First save a file called deals witout the .php extension. Modern editors will look for the <?php tag at the first and will color it right. Normally you take input to your PHP scripts with the $_SERVER["QUERY_STRING"] or the $_GET variables. But, in this case, those are not filled by the URL above. They will still be filled if there is a query string, but the path part is not included.  We need to use $_SERVER["PATH_INFO"]. In the case above, $_SERVER["PATH_INFO"] will be filled with /Cubicle-Warfare/186443.html. So, you will have to parse the data yourself. In my case, all I need is the numeric ID toward the end.
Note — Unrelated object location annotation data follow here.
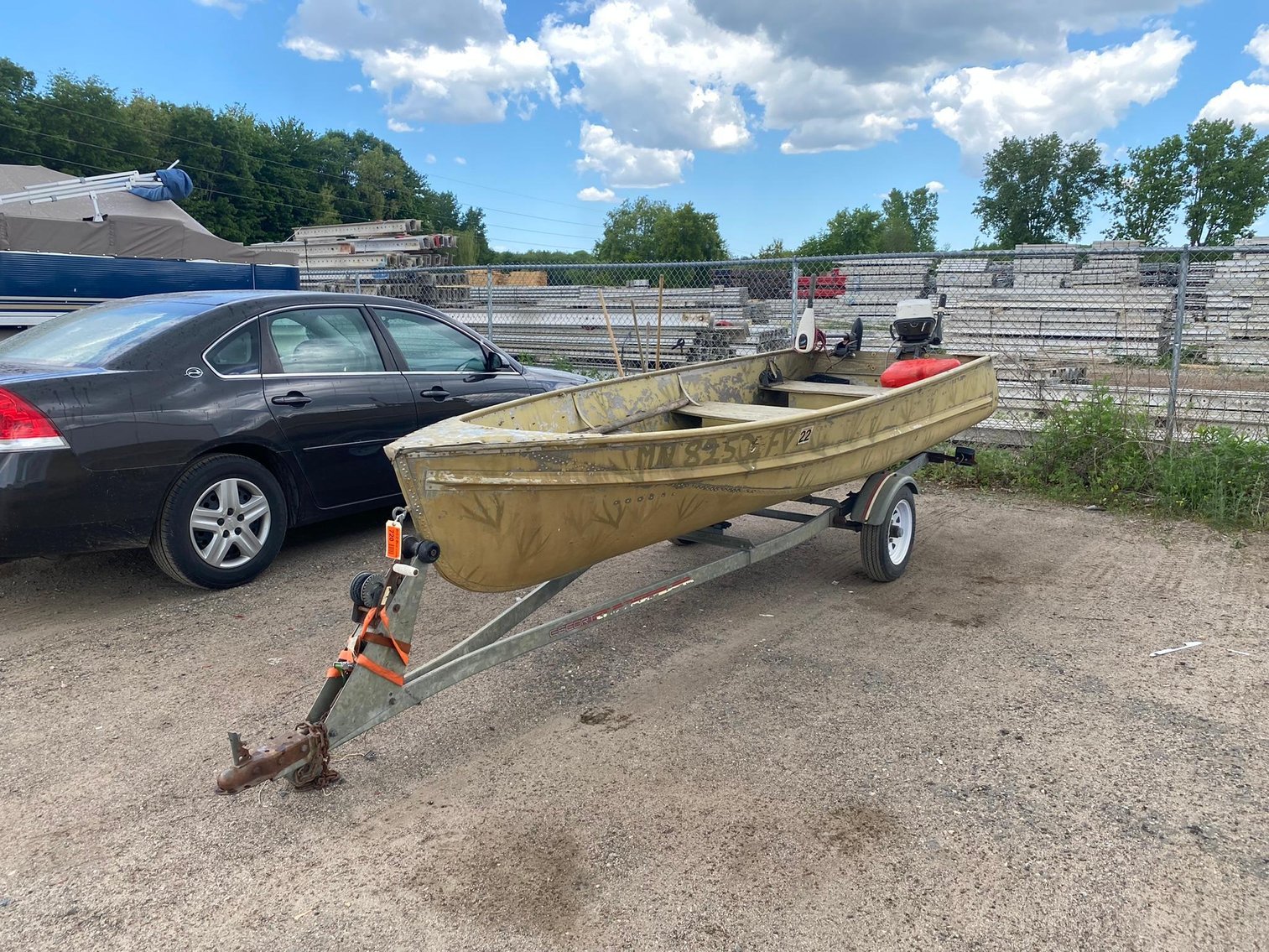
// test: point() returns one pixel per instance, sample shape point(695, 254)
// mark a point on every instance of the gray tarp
point(128, 237)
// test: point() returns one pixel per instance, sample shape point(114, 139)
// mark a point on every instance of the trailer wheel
point(887, 549)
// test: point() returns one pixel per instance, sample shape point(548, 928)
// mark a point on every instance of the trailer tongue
point(371, 679)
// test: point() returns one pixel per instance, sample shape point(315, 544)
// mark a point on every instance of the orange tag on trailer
point(393, 533)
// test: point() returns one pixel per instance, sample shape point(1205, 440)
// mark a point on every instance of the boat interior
point(758, 388)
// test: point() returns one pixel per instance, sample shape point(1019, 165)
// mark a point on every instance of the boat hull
point(513, 513)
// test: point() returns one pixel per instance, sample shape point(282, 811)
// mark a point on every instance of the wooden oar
point(638, 339)
point(612, 338)
point(660, 297)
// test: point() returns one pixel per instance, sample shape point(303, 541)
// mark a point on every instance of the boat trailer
point(371, 679)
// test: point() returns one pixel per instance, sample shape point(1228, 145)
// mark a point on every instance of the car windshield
point(96, 336)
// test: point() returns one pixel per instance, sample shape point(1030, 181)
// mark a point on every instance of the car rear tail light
point(24, 427)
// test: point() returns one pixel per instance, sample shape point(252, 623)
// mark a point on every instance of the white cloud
point(1246, 101)
point(1075, 96)
point(659, 81)
point(627, 165)
point(1241, 103)
point(1259, 49)
point(235, 7)
point(655, 71)
point(452, 62)
point(312, 49)
point(895, 39)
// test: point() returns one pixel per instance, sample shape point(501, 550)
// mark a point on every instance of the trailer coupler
point(301, 757)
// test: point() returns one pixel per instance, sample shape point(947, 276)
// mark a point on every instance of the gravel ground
point(981, 756)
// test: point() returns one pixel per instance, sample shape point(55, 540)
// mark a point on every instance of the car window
point(429, 344)
point(96, 336)
point(237, 353)
point(324, 341)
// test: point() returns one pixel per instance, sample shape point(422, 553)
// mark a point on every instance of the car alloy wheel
point(222, 522)
point(230, 523)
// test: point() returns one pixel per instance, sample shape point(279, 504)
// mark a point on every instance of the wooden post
point(638, 339)
point(660, 297)
point(612, 338)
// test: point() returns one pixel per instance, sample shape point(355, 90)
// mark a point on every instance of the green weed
point(1102, 452)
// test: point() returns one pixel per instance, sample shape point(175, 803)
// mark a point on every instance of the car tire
point(221, 523)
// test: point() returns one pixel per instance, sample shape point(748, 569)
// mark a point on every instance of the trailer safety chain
point(315, 774)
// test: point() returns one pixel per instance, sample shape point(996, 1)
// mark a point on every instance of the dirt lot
point(981, 756)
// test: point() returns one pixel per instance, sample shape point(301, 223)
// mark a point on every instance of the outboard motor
point(917, 328)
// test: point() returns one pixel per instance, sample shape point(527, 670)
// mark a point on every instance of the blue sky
point(546, 113)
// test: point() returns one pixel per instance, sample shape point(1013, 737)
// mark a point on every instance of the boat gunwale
point(557, 440)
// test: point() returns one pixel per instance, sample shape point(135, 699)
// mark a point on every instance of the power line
point(227, 195)
point(101, 168)
point(539, 217)
point(534, 231)
point(533, 244)
point(274, 161)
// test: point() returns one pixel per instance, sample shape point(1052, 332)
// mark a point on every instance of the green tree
point(472, 234)
point(1037, 190)
point(653, 231)
point(1227, 180)
point(1145, 193)
point(909, 220)
point(851, 231)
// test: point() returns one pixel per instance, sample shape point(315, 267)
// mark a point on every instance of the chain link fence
point(1179, 334)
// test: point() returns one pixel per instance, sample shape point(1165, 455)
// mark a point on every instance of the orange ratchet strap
point(353, 653)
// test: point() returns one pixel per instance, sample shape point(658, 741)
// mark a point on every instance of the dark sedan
point(205, 424)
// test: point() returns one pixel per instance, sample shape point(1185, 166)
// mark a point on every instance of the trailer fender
point(876, 497)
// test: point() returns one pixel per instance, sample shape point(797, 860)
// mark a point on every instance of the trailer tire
point(887, 549)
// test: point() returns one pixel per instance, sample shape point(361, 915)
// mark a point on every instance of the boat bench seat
point(736, 413)
point(798, 386)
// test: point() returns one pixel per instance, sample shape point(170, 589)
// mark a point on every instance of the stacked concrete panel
point(568, 323)
point(1043, 266)
point(1232, 324)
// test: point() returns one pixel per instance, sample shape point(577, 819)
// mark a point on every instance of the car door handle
point(294, 398)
$id = (int)basename($_SERVER["PATH_INFO"]);

Now I have an id that I can use to query a database or whatever to get my content.

Avoid "duplicate content"

The bad part of my use case is that any URL that starts with /deals/ and ends in 186443.html will work. So, now we have duplicate content on our site. You may have a more exact URL pattern and not have this issue.  But, to work around this in my case, we should verify that the $_SERVER["PATH_INFO"] is the proper data for the content requested. This code will vary depending on your URLs. In my code, I generate the URL for the content and see if it matches. Kind of a reverse lookup on the URI.  If it does not match, I issue a 301 redirect to the proper location.
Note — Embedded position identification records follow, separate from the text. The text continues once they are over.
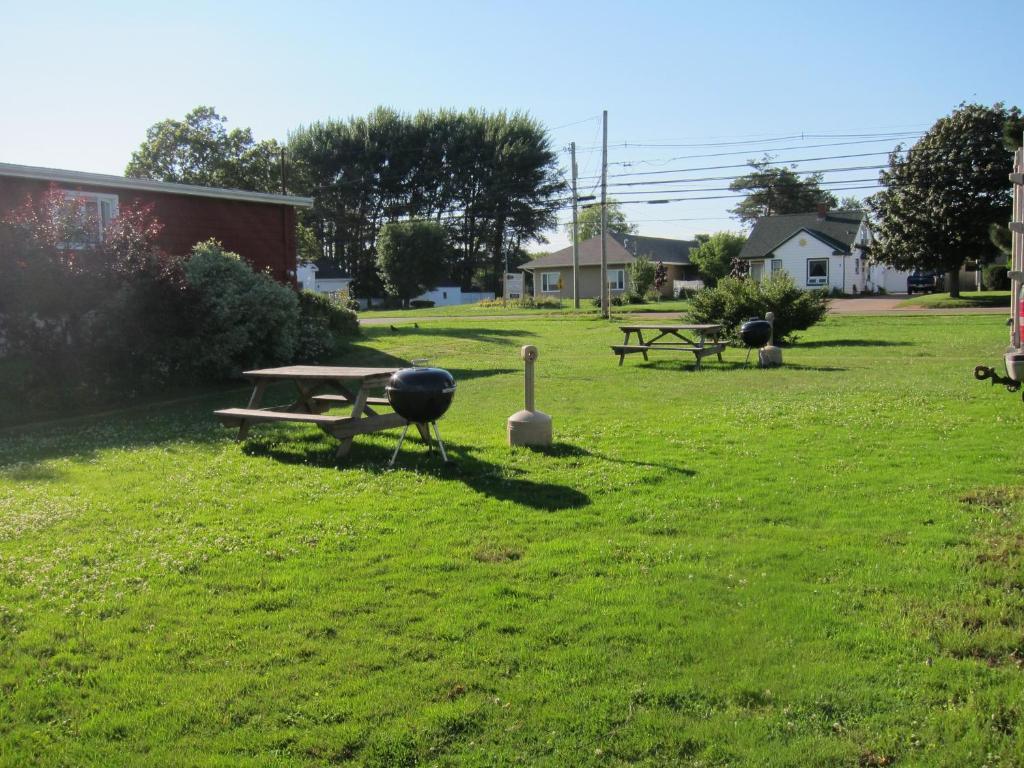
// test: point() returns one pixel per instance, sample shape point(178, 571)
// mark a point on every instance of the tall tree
point(941, 198)
point(773, 189)
point(201, 151)
point(491, 179)
point(715, 253)
point(590, 221)
point(411, 257)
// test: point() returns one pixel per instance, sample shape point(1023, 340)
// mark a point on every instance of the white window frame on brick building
point(99, 208)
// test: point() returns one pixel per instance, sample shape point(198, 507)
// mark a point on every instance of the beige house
point(553, 273)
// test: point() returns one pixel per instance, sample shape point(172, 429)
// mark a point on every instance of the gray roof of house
point(838, 228)
point(61, 176)
point(623, 249)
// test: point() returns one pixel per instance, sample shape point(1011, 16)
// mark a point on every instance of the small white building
point(322, 276)
point(821, 250)
point(449, 295)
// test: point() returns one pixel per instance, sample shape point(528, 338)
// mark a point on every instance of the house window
point(93, 213)
point(817, 271)
point(551, 282)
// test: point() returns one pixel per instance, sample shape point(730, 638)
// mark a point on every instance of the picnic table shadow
point(360, 355)
point(708, 366)
point(505, 336)
point(850, 343)
point(494, 480)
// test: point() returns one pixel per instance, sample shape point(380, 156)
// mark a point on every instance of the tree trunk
point(952, 282)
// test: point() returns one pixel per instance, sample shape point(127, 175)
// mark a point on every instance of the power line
point(748, 165)
point(798, 136)
point(730, 178)
point(666, 161)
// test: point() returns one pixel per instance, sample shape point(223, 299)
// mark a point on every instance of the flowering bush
point(87, 317)
point(82, 310)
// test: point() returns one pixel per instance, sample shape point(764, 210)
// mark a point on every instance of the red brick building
point(258, 226)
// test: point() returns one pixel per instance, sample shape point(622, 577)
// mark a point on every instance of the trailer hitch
point(984, 372)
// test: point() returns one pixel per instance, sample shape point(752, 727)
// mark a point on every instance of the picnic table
point(320, 388)
point(701, 340)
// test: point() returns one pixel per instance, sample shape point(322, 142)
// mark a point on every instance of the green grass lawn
point(487, 310)
point(817, 565)
point(967, 299)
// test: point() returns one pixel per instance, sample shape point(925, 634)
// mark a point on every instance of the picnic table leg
point(305, 398)
point(254, 401)
point(357, 408)
point(353, 397)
header("HTTP/1.1 301 Moved Permanently");
header("Location: $new_url");
exit();


Returning 404

Now, you have to be careful to always return meaningful data when using this technique. Search engines won't like you if you return status 200 for every possible random URL that falls under /deals. I know that Yahoo! will put random things on your URLs to see if you are doing the right thing. So, if you get your id and decide this is not a valid URL, you can return a 404.  In my case, I have a 404 file in my document root.  So, I just send the proper headers and include my regular 404 page.

header('HTTP/1.1 404 Not Found');
header('Status: 404 Not Found');
include $_SERVER["DOCUMENT_ROOT"]."/404.html";
exit();